Objective: To determine whether neonatal outcomes differ between women vaccinated during pregnancy and those not vaccinated.
Methods: Self-reported history of receipt of influenza vaccination during pregnancy was collected from women at the time of admission for obstetrical delivery at the IWK Health Centre in Halifax, Nova Scotia, beginning in April 2006. The cohort for this study included women who delivered a singleton infant prior to November 2009, reflecting the pre-pandemic H1N1 vaccination period. Neonatal outcomes were compared using logistic regression between vaccinated and non-vaccinated women.

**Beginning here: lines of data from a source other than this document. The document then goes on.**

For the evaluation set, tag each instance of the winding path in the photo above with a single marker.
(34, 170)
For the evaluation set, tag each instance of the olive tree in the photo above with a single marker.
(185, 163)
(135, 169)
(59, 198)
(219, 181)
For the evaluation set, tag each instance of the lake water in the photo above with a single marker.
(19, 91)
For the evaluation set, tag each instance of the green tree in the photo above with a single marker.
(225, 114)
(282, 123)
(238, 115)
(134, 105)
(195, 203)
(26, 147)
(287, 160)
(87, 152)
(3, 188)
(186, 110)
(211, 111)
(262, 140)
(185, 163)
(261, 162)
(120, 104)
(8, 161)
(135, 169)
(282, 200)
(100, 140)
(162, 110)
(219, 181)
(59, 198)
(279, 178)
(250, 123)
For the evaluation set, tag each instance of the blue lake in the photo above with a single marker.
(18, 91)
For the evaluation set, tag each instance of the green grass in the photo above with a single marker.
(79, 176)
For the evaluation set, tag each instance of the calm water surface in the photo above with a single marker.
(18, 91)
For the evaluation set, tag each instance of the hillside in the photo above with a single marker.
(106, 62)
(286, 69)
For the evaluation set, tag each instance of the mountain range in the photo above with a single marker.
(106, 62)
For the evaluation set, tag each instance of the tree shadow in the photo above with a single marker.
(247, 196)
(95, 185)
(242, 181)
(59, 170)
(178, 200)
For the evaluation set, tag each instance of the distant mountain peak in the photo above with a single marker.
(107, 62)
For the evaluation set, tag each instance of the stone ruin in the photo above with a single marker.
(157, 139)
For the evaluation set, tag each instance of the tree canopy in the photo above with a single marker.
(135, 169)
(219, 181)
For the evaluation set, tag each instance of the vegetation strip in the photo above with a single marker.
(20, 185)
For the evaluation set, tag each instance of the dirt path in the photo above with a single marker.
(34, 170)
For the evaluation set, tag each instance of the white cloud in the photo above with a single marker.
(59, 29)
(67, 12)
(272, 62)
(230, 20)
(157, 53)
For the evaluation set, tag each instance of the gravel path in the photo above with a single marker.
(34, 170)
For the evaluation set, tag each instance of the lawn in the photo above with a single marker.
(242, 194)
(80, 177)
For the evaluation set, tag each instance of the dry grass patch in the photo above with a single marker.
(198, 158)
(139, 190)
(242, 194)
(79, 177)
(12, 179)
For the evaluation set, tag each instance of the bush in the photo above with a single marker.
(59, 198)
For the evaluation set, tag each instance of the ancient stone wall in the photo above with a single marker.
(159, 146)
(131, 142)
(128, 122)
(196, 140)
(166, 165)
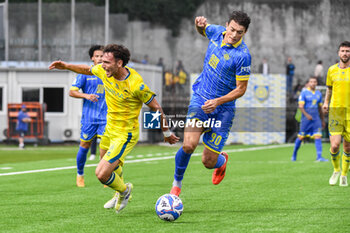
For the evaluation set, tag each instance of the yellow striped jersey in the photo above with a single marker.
(124, 98)
(339, 80)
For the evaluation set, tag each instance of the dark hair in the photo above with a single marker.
(94, 48)
(119, 52)
(241, 18)
(344, 44)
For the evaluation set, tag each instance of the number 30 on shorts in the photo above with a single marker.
(216, 139)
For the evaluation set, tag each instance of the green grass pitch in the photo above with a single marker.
(263, 191)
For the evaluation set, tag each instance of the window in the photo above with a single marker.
(53, 98)
(30, 94)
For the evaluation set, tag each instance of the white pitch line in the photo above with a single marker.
(145, 160)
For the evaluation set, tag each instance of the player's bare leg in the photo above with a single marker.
(191, 139)
(345, 163)
(335, 144)
(81, 159)
(210, 159)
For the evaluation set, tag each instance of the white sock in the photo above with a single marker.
(177, 183)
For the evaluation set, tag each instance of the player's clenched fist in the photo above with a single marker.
(201, 21)
(58, 65)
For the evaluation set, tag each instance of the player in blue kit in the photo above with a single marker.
(224, 79)
(93, 120)
(312, 120)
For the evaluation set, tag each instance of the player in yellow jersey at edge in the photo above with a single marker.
(125, 93)
(337, 103)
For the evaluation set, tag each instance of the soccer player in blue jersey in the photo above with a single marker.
(224, 79)
(93, 120)
(312, 120)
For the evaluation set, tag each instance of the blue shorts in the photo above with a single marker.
(88, 131)
(218, 122)
(310, 128)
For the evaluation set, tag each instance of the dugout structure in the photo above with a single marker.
(35, 127)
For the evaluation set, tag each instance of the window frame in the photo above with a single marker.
(4, 99)
(41, 96)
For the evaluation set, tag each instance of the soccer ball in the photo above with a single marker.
(169, 207)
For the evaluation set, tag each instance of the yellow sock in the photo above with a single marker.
(116, 183)
(345, 164)
(119, 171)
(336, 161)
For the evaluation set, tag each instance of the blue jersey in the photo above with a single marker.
(93, 112)
(223, 65)
(22, 126)
(311, 101)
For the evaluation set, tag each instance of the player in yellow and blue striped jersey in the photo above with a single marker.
(337, 103)
(125, 94)
(312, 120)
(224, 79)
(93, 119)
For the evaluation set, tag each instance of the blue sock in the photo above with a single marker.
(181, 163)
(81, 159)
(221, 161)
(318, 144)
(296, 148)
(93, 146)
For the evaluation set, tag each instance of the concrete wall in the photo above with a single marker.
(306, 30)
(12, 80)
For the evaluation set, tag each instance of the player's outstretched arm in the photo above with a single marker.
(169, 137)
(201, 23)
(61, 65)
(79, 95)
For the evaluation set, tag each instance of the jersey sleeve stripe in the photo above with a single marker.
(149, 101)
(242, 77)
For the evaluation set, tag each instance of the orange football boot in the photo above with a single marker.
(219, 173)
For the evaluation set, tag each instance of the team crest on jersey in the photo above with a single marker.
(261, 92)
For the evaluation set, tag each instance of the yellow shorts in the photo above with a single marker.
(118, 145)
(338, 124)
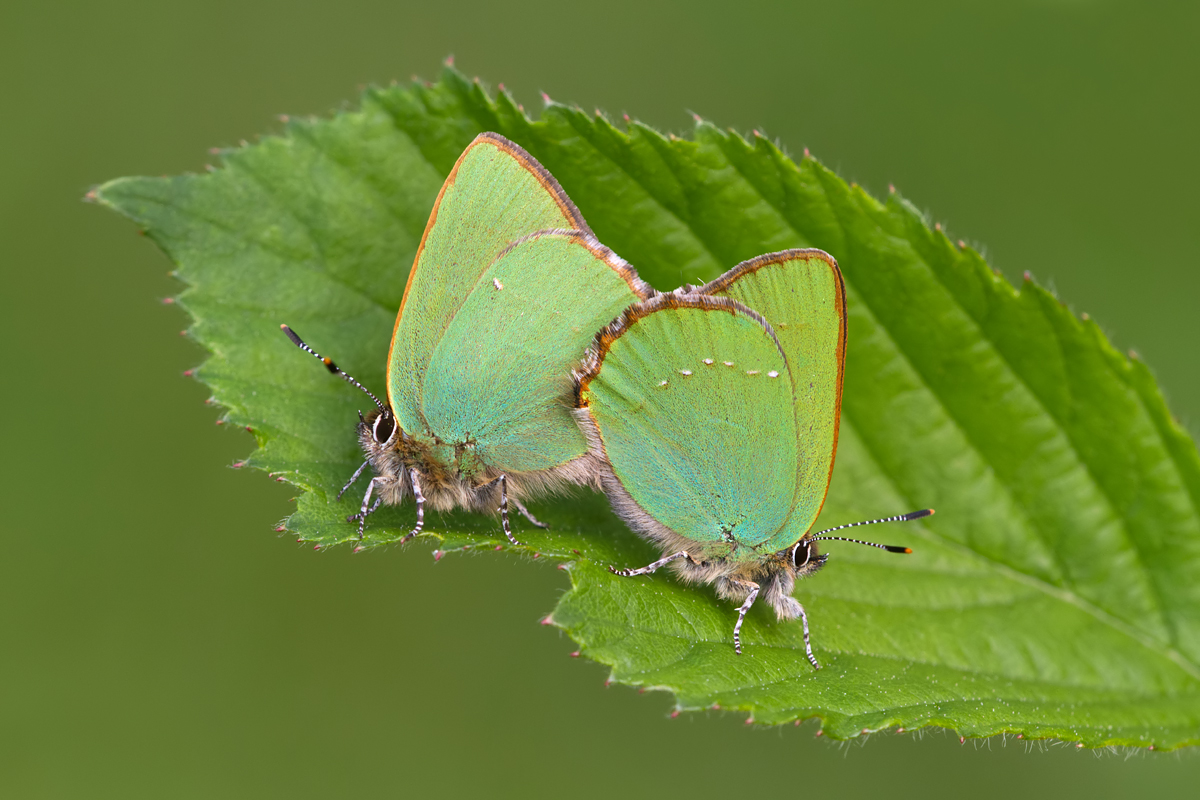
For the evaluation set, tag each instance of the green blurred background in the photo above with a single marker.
(159, 641)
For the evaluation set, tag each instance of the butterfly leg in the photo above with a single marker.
(651, 567)
(413, 476)
(525, 512)
(742, 612)
(504, 509)
(353, 477)
(808, 648)
(366, 509)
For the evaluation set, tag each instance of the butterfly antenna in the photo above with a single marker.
(329, 365)
(889, 548)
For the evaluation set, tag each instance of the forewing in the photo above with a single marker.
(501, 377)
(495, 194)
(693, 402)
(801, 293)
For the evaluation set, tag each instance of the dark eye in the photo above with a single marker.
(802, 553)
(384, 427)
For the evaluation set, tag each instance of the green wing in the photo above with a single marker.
(801, 293)
(501, 376)
(693, 402)
(496, 194)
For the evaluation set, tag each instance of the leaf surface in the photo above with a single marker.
(1055, 594)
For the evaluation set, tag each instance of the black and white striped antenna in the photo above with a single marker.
(333, 367)
(889, 548)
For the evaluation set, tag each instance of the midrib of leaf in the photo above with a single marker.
(1062, 594)
(318, 262)
(472, 100)
(439, 122)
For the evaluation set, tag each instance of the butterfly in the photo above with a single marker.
(507, 290)
(714, 411)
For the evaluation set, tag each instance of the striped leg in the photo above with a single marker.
(366, 509)
(651, 567)
(808, 648)
(413, 475)
(742, 612)
(525, 512)
(353, 477)
(504, 509)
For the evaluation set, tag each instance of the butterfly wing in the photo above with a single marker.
(691, 401)
(501, 376)
(801, 293)
(495, 194)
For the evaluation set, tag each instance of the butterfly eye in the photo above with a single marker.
(384, 426)
(802, 553)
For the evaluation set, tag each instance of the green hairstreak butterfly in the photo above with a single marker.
(508, 288)
(715, 410)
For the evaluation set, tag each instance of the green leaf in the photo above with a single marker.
(1055, 594)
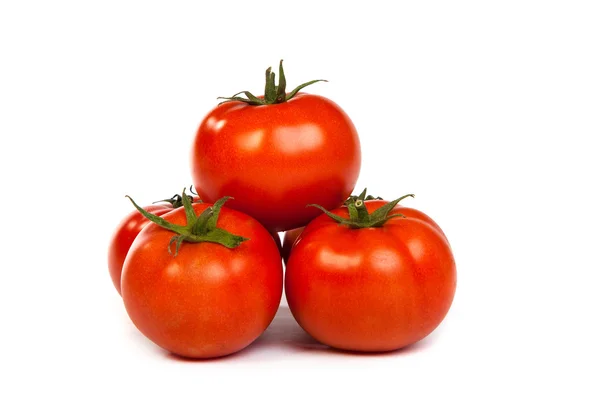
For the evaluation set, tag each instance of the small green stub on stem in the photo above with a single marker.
(199, 228)
(359, 216)
(274, 93)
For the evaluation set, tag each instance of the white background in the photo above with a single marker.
(487, 111)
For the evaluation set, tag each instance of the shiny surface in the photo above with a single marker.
(124, 236)
(208, 301)
(372, 289)
(274, 160)
(289, 240)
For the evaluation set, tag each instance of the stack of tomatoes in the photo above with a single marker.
(202, 276)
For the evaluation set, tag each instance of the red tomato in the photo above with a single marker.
(123, 237)
(208, 300)
(274, 159)
(127, 231)
(371, 289)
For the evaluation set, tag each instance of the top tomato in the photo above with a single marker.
(276, 154)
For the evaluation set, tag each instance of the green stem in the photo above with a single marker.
(199, 228)
(359, 216)
(274, 94)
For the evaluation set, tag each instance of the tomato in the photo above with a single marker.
(124, 236)
(203, 299)
(374, 288)
(275, 158)
(127, 231)
(289, 240)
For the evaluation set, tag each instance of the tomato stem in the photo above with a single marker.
(199, 228)
(359, 216)
(274, 94)
(176, 201)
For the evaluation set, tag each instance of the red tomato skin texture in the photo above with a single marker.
(275, 159)
(208, 301)
(124, 236)
(289, 240)
(373, 289)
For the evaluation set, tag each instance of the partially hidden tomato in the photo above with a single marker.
(277, 153)
(289, 239)
(127, 231)
(130, 227)
(362, 278)
(203, 281)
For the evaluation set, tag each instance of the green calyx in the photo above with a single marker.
(177, 201)
(274, 94)
(199, 228)
(359, 215)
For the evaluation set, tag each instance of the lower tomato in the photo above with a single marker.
(124, 236)
(208, 300)
(371, 288)
(289, 238)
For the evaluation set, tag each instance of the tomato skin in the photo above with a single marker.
(208, 301)
(291, 236)
(289, 240)
(371, 289)
(275, 159)
(124, 236)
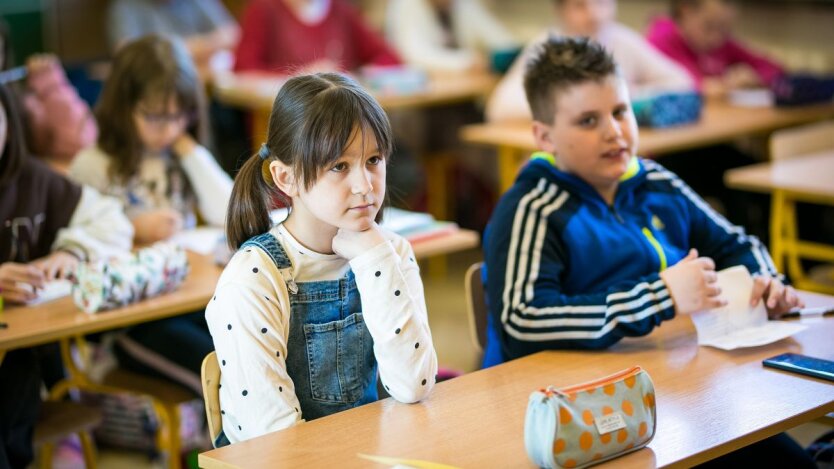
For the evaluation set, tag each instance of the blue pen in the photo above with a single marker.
(809, 312)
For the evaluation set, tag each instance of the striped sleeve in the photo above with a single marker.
(526, 261)
(713, 235)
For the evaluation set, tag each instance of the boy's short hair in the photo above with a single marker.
(561, 62)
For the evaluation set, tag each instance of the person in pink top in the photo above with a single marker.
(58, 122)
(288, 36)
(698, 36)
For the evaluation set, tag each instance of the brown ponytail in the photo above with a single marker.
(248, 213)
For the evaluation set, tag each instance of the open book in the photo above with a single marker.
(737, 324)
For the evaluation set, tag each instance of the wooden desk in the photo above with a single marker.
(454, 242)
(808, 178)
(48, 322)
(720, 123)
(256, 92)
(709, 402)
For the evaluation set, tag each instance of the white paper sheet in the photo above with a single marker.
(52, 291)
(203, 240)
(737, 325)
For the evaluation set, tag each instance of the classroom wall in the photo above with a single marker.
(800, 35)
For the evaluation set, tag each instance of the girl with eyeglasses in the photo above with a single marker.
(151, 155)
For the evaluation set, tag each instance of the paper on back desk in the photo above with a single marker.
(202, 240)
(738, 325)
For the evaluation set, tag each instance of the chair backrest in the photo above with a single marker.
(210, 375)
(802, 140)
(476, 305)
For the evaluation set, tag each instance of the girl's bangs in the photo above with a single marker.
(330, 133)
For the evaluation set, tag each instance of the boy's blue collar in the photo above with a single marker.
(632, 170)
(628, 181)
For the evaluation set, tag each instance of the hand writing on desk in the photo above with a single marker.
(18, 282)
(57, 265)
(779, 298)
(693, 284)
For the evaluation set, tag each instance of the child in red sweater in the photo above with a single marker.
(287, 36)
(698, 36)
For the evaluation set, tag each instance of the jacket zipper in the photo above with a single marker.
(657, 247)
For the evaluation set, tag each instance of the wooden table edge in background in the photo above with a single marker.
(471, 387)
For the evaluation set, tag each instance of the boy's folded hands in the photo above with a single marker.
(693, 284)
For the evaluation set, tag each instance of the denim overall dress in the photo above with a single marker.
(330, 352)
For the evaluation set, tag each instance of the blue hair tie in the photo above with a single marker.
(263, 153)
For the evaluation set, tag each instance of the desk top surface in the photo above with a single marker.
(57, 319)
(257, 91)
(720, 122)
(48, 322)
(709, 403)
(812, 175)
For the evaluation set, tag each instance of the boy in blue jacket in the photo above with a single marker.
(593, 244)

Results: Overall, 1957 of 9781 women (20%) included in the cohort received influenza vaccine during their pregnancy. The adjusted odds ratio and 95% confidence interval for a small for gestational age infant (lowest 10th percentile birth weight for gestational age and sex) was 0.80 (95% CI 0.65 to 0.95) for vaccinated women relative to non-vaccinated women. The adjusted odds ratio for a low birth weight infant was 0.74 (95% CI 0.58 to 0.95). Rates of preterm birth and a composite indicator of adverse neonatal outcomes were lower among vaccinated women, but were not statistically significant. The effects of maternal vaccination on neonatal outcomes did not differ between high- and low-risk women.
Conclusion: As evidence continues to mount in support of improved neonatal outcomes associated with receiving influenza vaccination during pregnancy, enhanced public health measures are necessary to encourage pregnant women to receive the influenza vaccine.